Children are curious observers who often see things with fresh eyes, from different perspectives and of course lower heights. Photography is a playful tool to invite them to share with us what they find interesting when in nature.
When we were coming back from school in a warm afternoon, I gave Rauz our small digital camera and invited her to take pictures of anything she liked. She started taking pictures of trees in buds, tiny dandelions, dried leaves on the ground, and bushes. Then she decided to make some arrangements before taking a photo. She put pine cones, big pieces of barks, and leaves on a cut tree trunk and then took pictures. From those pictures, she chose this one and asked me to post it in this blog. I asked her why and she said, “I took this picture because I wanted to see how this pine cone is going to drawn or I wanted to see how this pine cone is going to grow or die next year.”

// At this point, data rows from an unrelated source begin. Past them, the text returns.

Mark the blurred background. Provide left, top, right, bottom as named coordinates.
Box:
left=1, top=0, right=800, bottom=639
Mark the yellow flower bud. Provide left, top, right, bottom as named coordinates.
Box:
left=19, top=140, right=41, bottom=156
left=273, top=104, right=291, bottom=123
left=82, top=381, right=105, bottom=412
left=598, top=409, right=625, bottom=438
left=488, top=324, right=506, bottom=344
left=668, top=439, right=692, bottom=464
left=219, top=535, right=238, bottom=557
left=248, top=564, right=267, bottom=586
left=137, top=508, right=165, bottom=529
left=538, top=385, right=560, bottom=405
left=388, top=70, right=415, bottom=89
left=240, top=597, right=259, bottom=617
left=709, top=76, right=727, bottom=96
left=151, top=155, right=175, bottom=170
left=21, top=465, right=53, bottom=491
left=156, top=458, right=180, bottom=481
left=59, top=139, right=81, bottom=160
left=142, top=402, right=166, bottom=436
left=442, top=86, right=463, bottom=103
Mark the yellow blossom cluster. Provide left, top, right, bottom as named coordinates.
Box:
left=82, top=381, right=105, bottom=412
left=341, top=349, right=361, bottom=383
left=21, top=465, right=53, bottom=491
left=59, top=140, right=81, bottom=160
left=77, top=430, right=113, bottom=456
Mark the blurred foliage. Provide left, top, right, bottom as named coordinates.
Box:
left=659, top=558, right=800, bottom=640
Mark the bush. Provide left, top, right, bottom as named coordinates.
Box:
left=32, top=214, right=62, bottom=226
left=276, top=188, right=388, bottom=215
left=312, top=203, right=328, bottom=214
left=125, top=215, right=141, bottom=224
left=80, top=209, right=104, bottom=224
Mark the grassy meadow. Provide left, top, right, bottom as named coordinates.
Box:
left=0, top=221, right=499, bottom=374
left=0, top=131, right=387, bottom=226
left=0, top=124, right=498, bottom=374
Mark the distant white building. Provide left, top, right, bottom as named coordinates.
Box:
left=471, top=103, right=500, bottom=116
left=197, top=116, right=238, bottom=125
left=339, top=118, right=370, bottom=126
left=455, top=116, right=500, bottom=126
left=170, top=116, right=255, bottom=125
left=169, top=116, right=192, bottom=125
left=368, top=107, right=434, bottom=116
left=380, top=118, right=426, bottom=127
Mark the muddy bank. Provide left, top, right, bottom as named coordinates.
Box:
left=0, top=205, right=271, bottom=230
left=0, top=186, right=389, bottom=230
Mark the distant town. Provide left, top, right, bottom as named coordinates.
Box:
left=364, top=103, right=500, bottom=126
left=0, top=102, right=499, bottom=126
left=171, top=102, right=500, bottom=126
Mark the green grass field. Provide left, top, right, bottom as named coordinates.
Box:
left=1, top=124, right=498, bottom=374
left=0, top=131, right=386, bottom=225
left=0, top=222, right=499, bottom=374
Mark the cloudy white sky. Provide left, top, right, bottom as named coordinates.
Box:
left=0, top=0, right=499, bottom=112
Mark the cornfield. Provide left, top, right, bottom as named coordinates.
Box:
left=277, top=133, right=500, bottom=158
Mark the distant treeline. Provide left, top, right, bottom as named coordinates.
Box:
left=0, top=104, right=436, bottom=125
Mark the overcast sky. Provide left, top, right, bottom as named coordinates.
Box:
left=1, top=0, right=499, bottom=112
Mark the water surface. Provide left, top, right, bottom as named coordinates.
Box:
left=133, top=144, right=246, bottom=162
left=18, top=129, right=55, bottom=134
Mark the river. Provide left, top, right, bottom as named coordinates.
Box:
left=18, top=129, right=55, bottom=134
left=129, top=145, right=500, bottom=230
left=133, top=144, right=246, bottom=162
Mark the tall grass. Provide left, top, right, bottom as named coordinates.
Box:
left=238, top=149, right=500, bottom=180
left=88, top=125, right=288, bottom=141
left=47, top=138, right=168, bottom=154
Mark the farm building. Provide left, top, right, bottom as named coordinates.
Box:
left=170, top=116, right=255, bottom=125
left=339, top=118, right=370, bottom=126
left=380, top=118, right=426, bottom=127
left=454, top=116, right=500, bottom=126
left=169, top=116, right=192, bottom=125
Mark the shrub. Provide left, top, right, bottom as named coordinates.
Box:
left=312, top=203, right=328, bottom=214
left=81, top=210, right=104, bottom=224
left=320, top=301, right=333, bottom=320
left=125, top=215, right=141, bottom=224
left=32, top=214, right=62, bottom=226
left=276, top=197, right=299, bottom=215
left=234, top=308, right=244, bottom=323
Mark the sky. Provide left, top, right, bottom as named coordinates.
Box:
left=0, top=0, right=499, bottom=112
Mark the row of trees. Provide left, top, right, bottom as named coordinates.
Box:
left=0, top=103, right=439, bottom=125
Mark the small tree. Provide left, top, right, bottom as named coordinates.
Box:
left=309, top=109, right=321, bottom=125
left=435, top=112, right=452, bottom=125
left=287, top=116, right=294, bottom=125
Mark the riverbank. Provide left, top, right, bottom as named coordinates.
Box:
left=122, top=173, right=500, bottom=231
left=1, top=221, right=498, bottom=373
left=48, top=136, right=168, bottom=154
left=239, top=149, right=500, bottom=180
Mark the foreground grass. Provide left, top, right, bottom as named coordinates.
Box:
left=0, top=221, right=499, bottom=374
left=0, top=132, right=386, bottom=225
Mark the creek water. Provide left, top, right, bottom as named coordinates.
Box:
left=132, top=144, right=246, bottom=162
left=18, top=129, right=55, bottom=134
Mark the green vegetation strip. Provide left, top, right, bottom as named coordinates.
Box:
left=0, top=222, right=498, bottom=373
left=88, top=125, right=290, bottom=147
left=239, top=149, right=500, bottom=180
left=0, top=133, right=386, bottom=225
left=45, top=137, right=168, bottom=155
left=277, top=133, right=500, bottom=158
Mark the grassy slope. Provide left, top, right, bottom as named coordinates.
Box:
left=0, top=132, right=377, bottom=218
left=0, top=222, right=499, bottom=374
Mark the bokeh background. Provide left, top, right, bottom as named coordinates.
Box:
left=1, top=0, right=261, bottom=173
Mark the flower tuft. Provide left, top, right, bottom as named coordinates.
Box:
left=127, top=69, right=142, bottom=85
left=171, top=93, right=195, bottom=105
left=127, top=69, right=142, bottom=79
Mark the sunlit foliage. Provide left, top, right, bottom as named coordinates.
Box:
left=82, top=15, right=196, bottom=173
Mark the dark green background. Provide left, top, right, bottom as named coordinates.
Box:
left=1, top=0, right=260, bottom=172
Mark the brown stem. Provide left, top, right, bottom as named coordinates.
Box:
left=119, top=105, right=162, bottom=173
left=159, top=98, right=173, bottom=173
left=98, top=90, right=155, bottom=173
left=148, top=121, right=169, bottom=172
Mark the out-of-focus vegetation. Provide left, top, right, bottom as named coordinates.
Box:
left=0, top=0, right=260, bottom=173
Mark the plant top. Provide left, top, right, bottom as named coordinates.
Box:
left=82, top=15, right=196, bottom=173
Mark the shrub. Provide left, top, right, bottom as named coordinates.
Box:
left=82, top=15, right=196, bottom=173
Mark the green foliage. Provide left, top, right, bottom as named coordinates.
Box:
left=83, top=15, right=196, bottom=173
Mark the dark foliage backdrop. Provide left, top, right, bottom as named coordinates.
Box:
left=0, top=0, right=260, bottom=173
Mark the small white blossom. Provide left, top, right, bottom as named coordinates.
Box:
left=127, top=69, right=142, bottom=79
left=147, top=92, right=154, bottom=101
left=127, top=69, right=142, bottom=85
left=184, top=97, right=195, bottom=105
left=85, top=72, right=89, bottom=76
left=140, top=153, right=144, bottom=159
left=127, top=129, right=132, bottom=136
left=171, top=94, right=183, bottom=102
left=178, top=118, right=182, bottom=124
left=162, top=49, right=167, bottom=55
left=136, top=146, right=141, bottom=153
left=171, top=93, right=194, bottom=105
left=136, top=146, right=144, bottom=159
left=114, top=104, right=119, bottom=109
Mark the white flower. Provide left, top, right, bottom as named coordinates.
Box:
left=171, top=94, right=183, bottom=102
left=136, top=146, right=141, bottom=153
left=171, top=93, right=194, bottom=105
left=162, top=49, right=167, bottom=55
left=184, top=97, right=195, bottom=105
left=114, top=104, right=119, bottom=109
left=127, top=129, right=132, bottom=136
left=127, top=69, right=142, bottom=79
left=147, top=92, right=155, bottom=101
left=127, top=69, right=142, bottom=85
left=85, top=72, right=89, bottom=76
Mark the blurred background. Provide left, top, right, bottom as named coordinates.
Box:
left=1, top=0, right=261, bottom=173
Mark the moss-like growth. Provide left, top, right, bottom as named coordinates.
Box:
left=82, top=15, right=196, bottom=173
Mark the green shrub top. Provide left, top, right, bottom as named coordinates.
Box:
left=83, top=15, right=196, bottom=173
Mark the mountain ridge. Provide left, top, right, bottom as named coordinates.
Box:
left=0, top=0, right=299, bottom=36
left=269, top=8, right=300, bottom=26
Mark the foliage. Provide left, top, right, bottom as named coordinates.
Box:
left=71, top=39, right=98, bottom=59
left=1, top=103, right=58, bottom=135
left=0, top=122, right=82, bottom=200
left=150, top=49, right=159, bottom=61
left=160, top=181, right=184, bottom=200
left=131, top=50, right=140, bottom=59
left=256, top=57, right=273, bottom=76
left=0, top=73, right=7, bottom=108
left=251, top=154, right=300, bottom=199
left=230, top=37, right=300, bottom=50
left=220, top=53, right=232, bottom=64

Rauz gradually became more excited about the experience moving from one flower or tree to another while we were walking. She liked to see the pictures on the camera’s screen right after she took them. I noticed that the experience is challenging her to sit and look carefully at tiny corners, holes, and details that otherwise she would’ve not been very interested in. So on that day, photography became one way to engage with nature and investigate it.
We also became surprised to see how city garbage is tangled with our natural environment. So Rauz also asked me to post this picture and said, “Is this a very nice picture? No! It is not because you see a picture of an old plastic piece of garbage bag.”
She said she wants to go back to this place to see how these things may change in a year.